But for most of them, the behaviours that are difficult to make sense of still fall under the umbrella of ‘normal development’, or at best-as has been amplified for the last 2 years- ‘a normal response to an abnormal situation’.

The Staircase In The Brain
I often refer to Dan Seigal’s ‘Upstairs/downstairs’ brain mode; the upstairs brain being the home of logic, rational thinking, and downstairs being the home of our most primitive survival instincts; a blunt instrument but it works.

It’s an even more useful analogy when we think about the staircase that connects them.

I’m not that saying we should be permissive or passive about these behaviours, but to manage their own behaviours or impulses; to anticipate the consequences of them and direct their behaviours appropriately; children firstly need a well-developed upstairs brain.
That’s a long game.
But what if they already have a well-developed brain?! They still might not be able to access it!
Uncomfortable levels of prevent that from happening so, as justified as our own feelings may be, adding to their stress with anger, threats and sanctions don;t tend to help in the long-term.

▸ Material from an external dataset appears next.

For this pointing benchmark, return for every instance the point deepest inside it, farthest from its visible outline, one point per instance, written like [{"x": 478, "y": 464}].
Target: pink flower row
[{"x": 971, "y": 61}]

Behaviour Is Communication
Yes, compassion and empathy can be hard to find when you can’t just sweep it under the ‘emotional hijack’ carpet, when you’re dealing with an element of intent or pre-meditation.

But one of many mantras I always share, for the sake of ourselves as well as the children we live and work with, isAll behaviour is a form of communication’.  

Most likely, their behaviour isn’t a conscious attempt on the child part to convey a coded message, but there’s always something there for us to work with.
Albeit perhaps inarticulately, they’re still trying to get their needs met. So be curious, not furious, as they say, and ask yourself ‘What is this behaviour trying to tell me?’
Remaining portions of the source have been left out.